Republicans have vehemently opposed expanding Medicaid, saying it will cost the state too much in the long run. They've also come out against many of his other proposals, from specific tax credits to increased spending.

In his eight-minute response, Berger ticked off a list of GOP accomplishments since seizing control of the legislature six years ago: lower taxes, budget surpluses, higher teacher salaries, saving more in the state's reserve fund.

"If anyone but Republicans had accomplished all of this, the press would herald North Carolina as a national success story," he said. "Instead, the institutions of the Left – the press, the Democratic Party and liberal special interests – have ginned up great controversy and false outrage. They organize vulgar rallies and protests. They disrupt public meetings. They attempt to sabotage our state’s economy and put regular North Carolinians out of business."

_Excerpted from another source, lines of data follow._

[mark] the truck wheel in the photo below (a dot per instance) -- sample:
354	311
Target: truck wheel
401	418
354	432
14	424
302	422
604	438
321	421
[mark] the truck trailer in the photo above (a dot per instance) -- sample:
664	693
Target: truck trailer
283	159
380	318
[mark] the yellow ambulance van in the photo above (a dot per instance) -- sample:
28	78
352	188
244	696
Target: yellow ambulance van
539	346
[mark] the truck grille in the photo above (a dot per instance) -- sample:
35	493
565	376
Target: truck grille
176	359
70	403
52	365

Cooper's proposals, Berger said, would be "a step back to out-of-control spending, back to high taxes," and he said the governor's actions don't back up his talk of working with lawmakers, citing his fights with the legislature over voter ID, House Bill 2 and other issues.

"Speaker Tim Moore and I, together with House and Senate Republicans won’t allow North Carolina to move backwards," Berger said. "We will continue to trust you – not government – to make the best choices for your family.